The Arab Community in Detroit

"I found out that Detroit is the only American city where an Arab does not feel like a foreigner. The Arabs who immigrated to Detroit did not only bring their suitcases, clothes, and gear; they also brought their reality, their customs, their traditions, and their day to day behavior. Furthermore, they brought their feuds and divisions... 'Any political or factional conflict taking place in an Arab state is reflected in the Diaspora community here, in Detroit. ...The Shiites too are divided. Some belong to Hizbullah and are supported by Iran. Others belong to Amal... and are accused of being supported by the West and the Americans.'"

"The Arabs not only shifted their problems, conflicts, and political and communal struggles to Detroit. They also brought some religious rulings [fatwa] that reflect ignorance, backwardness, and the boycott mentality based on the religious rulings of fanatic extremists.
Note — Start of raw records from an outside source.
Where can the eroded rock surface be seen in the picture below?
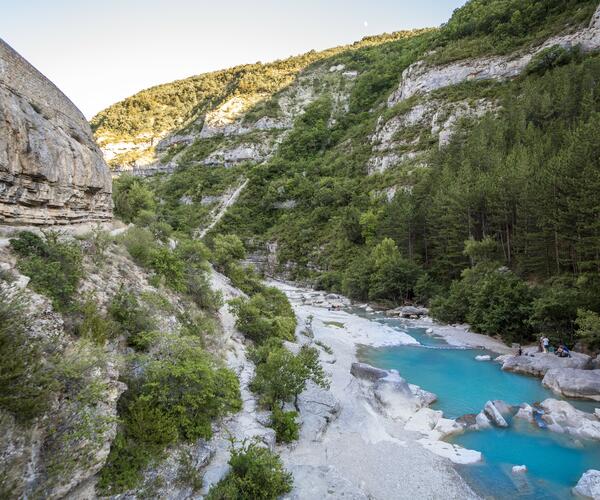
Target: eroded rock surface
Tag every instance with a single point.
(574, 383)
(420, 77)
(51, 170)
(589, 485)
(539, 363)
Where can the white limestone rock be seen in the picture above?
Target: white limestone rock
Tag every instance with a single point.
(456, 454)
(561, 416)
(574, 383)
(420, 77)
(539, 363)
(588, 485)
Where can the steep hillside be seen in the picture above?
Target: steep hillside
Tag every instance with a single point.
(51, 170)
(483, 131)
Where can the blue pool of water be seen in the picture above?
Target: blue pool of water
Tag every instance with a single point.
(463, 385)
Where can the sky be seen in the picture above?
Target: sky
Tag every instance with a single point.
(99, 52)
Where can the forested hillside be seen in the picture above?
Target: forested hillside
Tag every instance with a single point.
(478, 195)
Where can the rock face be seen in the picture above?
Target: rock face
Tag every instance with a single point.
(562, 417)
(574, 383)
(540, 363)
(51, 170)
(589, 485)
(421, 78)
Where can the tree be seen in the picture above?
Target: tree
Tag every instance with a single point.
(588, 331)
(281, 375)
(393, 277)
(226, 249)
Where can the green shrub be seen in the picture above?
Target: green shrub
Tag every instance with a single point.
(131, 197)
(551, 57)
(139, 243)
(588, 328)
(166, 264)
(244, 278)
(132, 319)
(267, 314)
(180, 394)
(226, 249)
(54, 266)
(26, 381)
(197, 287)
(210, 391)
(281, 375)
(285, 425)
(492, 299)
(393, 277)
(93, 324)
(256, 474)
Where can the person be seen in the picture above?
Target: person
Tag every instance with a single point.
(545, 343)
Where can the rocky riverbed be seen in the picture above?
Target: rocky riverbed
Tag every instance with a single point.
(382, 441)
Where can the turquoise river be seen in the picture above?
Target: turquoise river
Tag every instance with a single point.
(463, 385)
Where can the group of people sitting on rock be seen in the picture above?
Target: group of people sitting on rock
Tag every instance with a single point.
(562, 351)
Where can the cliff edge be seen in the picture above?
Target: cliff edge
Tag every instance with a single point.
(51, 170)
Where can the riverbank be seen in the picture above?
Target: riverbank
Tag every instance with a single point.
(363, 450)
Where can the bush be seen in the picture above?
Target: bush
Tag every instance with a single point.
(588, 331)
(285, 425)
(93, 325)
(554, 311)
(131, 197)
(139, 243)
(281, 375)
(267, 314)
(493, 300)
(181, 393)
(551, 57)
(132, 320)
(26, 382)
(226, 249)
(256, 474)
(393, 277)
(210, 391)
(54, 266)
(244, 278)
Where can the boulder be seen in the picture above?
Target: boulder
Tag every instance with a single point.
(539, 363)
(494, 414)
(588, 485)
(318, 408)
(525, 412)
(399, 399)
(561, 416)
(574, 383)
(456, 454)
(51, 170)
(408, 312)
(367, 372)
(322, 481)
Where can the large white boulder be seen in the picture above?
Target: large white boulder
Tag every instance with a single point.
(539, 363)
(561, 416)
(589, 485)
(574, 383)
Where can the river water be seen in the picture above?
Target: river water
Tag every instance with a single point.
(463, 385)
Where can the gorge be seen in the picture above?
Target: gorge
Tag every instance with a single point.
(328, 276)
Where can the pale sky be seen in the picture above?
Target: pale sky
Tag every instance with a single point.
(99, 52)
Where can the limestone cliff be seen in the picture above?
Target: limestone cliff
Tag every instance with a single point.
(51, 170)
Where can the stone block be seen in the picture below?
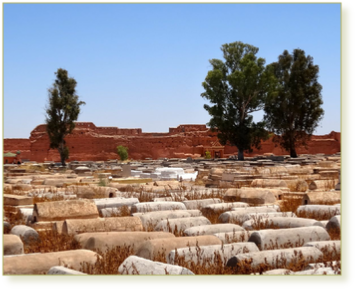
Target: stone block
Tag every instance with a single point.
(281, 222)
(113, 224)
(212, 208)
(68, 209)
(200, 203)
(279, 258)
(334, 223)
(192, 254)
(154, 248)
(115, 202)
(180, 224)
(295, 237)
(60, 270)
(212, 229)
(12, 245)
(28, 235)
(134, 265)
(17, 200)
(239, 214)
(40, 263)
(151, 219)
(157, 206)
(319, 209)
(104, 240)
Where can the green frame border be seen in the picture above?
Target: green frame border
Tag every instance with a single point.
(347, 276)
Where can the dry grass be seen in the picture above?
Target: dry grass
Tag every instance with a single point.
(123, 211)
(262, 223)
(290, 204)
(108, 262)
(55, 197)
(213, 216)
(317, 215)
(14, 216)
(52, 241)
(335, 234)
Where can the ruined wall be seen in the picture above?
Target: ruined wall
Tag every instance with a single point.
(18, 144)
(88, 142)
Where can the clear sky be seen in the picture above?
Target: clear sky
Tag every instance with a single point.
(142, 65)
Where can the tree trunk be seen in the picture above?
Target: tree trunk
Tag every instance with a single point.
(240, 155)
(293, 153)
(62, 153)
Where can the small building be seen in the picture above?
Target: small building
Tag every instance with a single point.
(216, 149)
(12, 158)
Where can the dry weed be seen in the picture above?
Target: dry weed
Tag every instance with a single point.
(109, 262)
(52, 241)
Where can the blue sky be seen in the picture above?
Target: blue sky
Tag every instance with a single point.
(142, 65)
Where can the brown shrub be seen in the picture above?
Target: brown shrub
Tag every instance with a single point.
(290, 204)
(109, 262)
(14, 216)
(213, 216)
(317, 215)
(52, 241)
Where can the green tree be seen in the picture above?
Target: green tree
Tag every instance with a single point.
(62, 110)
(236, 88)
(293, 105)
(122, 151)
(207, 155)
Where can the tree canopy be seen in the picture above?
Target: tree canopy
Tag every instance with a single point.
(236, 87)
(62, 110)
(122, 151)
(293, 107)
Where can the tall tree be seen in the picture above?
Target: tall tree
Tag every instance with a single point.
(236, 87)
(293, 108)
(62, 110)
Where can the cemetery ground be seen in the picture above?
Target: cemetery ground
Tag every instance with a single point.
(267, 215)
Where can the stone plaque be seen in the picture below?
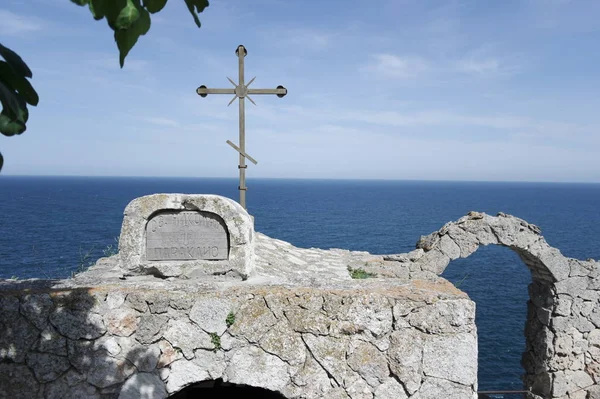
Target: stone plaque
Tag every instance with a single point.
(186, 235)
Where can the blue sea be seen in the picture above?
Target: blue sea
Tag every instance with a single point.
(49, 226)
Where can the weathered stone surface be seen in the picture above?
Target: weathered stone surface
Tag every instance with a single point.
(144, 358)
(184, 373)
(187, 337)
(17, 382)
(168, 354)
(150, 328)
(253, 320)
(158, 303)
(451, 357)
(210, 314)
(369, 362)
(252, 366)
(17, 336)
(330, 353)
(444, 317)
(75, 324)
(46, 366)
(115, 299)
(302, 325)
(105, 371)
(50, 341)
(212, 361)
(121, 321)
(234, 243)
(435, 388)
(36, 309)
(406, 358)
(390, 388)
(283, 343)
(143, 386)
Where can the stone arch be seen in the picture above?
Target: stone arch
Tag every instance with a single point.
(216, 389)
(559, 359)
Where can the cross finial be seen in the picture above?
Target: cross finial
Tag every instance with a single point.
(241, 91)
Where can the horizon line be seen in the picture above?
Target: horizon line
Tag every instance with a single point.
(309, 178)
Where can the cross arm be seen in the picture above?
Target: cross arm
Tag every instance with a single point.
(280, 91)
(204, 91)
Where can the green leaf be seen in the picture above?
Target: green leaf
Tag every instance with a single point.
(15, 62)
(10, 126)
(128, 16)
(126, 38)
(196, 7)
(97, 8)
(18, 83)
(8, 98)
(154, 6)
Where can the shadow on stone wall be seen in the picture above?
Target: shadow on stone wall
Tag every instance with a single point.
(54, 345)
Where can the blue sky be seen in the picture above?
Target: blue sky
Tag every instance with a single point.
(380, 89)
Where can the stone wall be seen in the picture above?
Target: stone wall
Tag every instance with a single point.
(562, 357)
(300, 324)
(371, 340)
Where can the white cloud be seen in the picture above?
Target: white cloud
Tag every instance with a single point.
(15, 24)
(399, 67)
(161, 121)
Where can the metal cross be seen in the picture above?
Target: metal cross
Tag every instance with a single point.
(242, 91)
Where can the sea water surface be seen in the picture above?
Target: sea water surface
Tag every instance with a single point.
(50, 226)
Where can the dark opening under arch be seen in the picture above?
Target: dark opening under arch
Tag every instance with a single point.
(218, 389)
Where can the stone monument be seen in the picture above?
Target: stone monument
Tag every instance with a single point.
(181, 235)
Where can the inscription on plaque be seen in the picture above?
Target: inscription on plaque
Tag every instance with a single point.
(186, 235)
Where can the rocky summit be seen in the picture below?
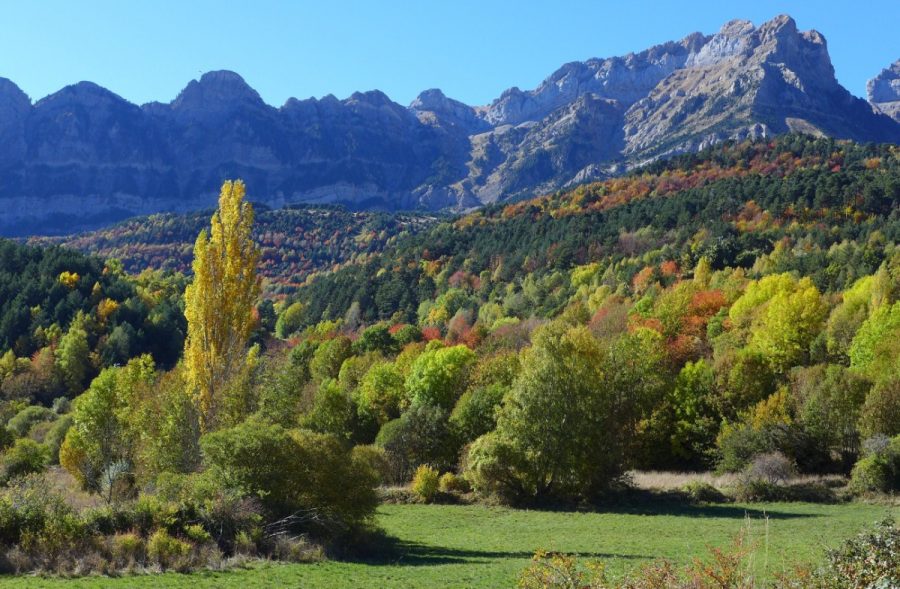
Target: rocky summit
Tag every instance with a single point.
(84, 157)
(884, 91)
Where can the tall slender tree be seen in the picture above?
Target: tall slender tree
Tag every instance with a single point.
(219, 302)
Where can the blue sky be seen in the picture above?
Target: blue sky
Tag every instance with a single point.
(148, 50)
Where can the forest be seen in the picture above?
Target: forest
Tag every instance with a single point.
(736, 311)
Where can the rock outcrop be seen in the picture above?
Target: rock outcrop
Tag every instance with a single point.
(884, 91)
(84, 157)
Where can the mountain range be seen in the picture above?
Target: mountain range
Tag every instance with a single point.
(84, 157)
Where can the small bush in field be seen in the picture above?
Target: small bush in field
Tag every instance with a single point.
(774, 468)
(25, 457)
(196, 534)
(871, 559)
(702, 492)
(167, 551)
(425, 483)
(561, 571)
(246, 542)
(127, 549)
(292, 549)
(872, 474)
(878, 471)
(453, 483)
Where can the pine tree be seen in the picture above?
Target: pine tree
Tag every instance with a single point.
(219, 302)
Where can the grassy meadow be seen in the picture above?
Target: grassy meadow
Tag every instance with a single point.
(477, 546)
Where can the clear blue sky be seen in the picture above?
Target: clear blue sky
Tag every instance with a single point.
(472, 49)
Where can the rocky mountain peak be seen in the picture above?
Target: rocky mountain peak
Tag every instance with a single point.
(586, 120)
(434, 107)
(83, 93)
(12, 97)
(884, 91)
(216, 93)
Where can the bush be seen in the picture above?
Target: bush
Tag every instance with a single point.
(475, 413)
(774, 468)
(197, 534)
(25, 457)
(871, 559)
(62, 405)
(873, 474)
(291, 471)
(453, 483)
(425, 483)
(878, 471)
(702, 492)
(167, 551)
(23, 421)
(422, 435)
(55, 436)
(375, 459)
(127, 549)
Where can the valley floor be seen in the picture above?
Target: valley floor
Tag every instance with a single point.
(477, 546)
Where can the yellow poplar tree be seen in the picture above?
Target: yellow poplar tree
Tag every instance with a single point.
(219, 302)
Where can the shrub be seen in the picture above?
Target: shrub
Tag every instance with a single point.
(167, 551)
(475, 413)
(774, 468)
(294, 549)
(291, 471)
(61, 405)
(878, 471)
(375, 459)
(871, 559)
(25, 457)
(453, 483)
(425, 483)
(873, 474)
(751, 490)
(55, 436)
(421, 436)
(23, 421)
(197, 534)
(127, 549)
(702, 492)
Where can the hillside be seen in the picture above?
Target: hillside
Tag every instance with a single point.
(736, 309)
(824, 208)
(84, 157)
(295, 242)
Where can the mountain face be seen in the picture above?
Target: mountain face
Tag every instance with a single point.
(84, 157)
(884, 91)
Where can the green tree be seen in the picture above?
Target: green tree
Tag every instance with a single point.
(73, 356)
(565, 425)
(381, 393)
(289, 320)
(438, 376)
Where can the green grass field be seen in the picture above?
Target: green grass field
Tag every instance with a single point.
(475, 546)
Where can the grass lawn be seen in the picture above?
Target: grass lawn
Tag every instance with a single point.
(475, 546)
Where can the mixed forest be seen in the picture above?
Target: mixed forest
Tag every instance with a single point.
(735, 310)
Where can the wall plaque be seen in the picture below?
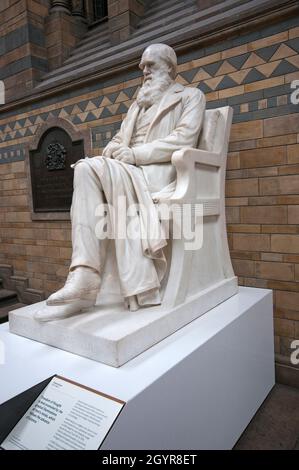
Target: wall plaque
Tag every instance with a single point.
(51, 174)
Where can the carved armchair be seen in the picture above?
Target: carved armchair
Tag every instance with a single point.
(204, 273)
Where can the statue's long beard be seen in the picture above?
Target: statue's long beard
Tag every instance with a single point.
(152, 90)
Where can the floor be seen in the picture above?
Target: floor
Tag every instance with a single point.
(276, 425)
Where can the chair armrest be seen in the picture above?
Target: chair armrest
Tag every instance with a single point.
(185, 156)
(184, 161)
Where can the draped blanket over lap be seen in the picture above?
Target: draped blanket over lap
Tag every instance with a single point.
(140, 259)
In American Detroit there are Arabs who boycott art and music and blame the singers and the artist of heresy."

"Indeed, the distance between Skokie ('Little Israel') and Detroit ('the state of the Arabs in the US') is only seven hours by car, but the gap between the capabilities of the Jews in Skokie and that of the Arabs in Detroit is seven centuries."

[1] Roz Al-Yussouf (Egypt), January 28, 2000.